Miriam melihatnya dengan heran. Ia tak tahu apa yang harus dilakukannya. Kenapa manusia aneh sekali? Apa yang mereka lakukan saat masak? Ini dagingnya sudah menghitam begini, apa enak? Gadis itu memberanikan diri dengan menyentuhnya.
"Eh, Lita. Jangan dipegang!" larang Max.
Namun Miriam terlanjur menyentuhnya. "Auh!" Ia menarik tangannya.
"Masih panas, Lita." Max menerangkan.
Anna meraih tangan Miriam. "Sakit?" tanyanya sambil memperhatikan jemari Miriam.
Apa yang namanya masak itu, membakar sesuatu hingga hangus, begitu? Kenapa disajikan saat masih panas. Merepotkan! "Eh, tidak apa-apa." Miriam menarik tangannya.

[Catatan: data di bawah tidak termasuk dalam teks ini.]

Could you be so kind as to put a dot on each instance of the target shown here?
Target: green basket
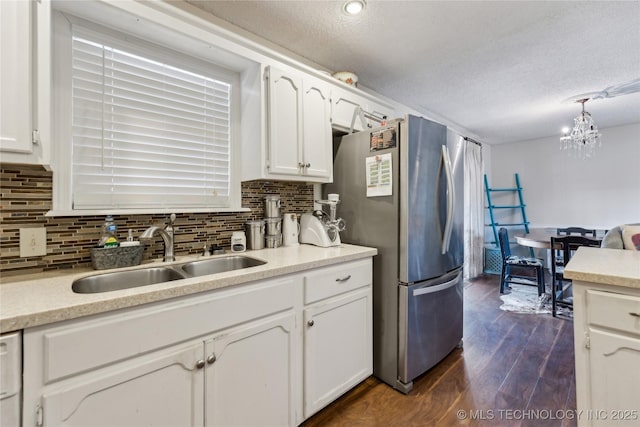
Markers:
(492, 260)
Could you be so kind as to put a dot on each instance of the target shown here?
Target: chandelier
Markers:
(584, 136)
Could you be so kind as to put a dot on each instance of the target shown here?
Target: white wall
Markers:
(600, 192)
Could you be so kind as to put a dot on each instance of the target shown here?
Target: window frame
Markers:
(62, 116)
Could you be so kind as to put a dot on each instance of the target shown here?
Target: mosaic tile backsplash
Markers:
(26, 196)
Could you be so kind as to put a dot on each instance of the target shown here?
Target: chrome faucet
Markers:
(167, 237)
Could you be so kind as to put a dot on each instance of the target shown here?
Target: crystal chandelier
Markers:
(584, 137)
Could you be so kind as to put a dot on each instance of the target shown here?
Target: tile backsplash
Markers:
(26, 196)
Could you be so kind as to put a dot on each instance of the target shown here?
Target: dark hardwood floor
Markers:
(515, 370)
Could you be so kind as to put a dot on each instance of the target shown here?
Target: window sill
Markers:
(115, 211)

"Makannya jangan pakai tangan ya, Lita. Pakai garpu saja. Sini, Kakak potongkan, biar kamu tinggal makan." Anna menarik piring Miriam dan mulai memotongnya dengan pisau dan garpu. Miriam memperhatikannya dengan seksama.
Manusia ternyata rumit sekali makannya. Harus dimasak sampai hangus dan kemudian dipotong-potong menggunakan pisau saat masih panas. Aku sepertinya harus banyak belajar, agar tidak terlihat aneh terus-terusan oleh mereka.

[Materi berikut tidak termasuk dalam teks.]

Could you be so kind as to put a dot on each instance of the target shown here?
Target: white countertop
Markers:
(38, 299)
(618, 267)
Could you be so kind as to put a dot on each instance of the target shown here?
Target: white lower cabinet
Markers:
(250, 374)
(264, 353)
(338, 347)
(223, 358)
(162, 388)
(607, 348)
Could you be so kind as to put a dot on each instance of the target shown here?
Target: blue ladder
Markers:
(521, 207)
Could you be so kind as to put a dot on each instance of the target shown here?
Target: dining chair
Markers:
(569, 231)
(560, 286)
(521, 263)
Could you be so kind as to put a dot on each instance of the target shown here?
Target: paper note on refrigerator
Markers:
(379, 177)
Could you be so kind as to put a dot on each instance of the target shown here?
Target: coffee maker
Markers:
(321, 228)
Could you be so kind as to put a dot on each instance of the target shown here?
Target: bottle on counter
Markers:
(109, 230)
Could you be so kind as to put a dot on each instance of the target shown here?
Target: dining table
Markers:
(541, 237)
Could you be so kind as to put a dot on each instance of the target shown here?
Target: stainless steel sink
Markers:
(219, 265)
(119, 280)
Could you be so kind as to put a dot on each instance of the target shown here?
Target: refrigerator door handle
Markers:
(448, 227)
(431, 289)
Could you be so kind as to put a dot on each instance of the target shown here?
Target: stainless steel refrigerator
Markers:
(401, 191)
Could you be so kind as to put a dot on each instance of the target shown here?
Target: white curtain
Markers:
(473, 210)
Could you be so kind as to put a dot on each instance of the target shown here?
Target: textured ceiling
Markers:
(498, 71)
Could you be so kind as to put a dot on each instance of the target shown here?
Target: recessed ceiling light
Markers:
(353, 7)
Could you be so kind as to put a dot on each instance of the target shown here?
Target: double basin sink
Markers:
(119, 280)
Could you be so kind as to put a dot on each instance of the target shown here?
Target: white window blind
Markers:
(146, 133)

"Nah ini, makanlah." Anna telah memotong daging menjadi seukuran suapan, sehingga Miriam tinggal memakannya.
Miriam kembali bingung. Apa aku harus mengambil dengan tangan lagi atau dengan apa? Gadis itu melirik Anna.
"Oh, pakai garpumu." Anna seperti tahu apa yang dibutuhkan gadis itu.
"Garpu?"
Anna menunjukkan letak garpu yang berada di sebelah piring gadis itu yang bersebelahan dengan pisau. Miriam memandangi kedua benda itu. Aku tahu pisau. Berarti yang satu lagi adalah garpu.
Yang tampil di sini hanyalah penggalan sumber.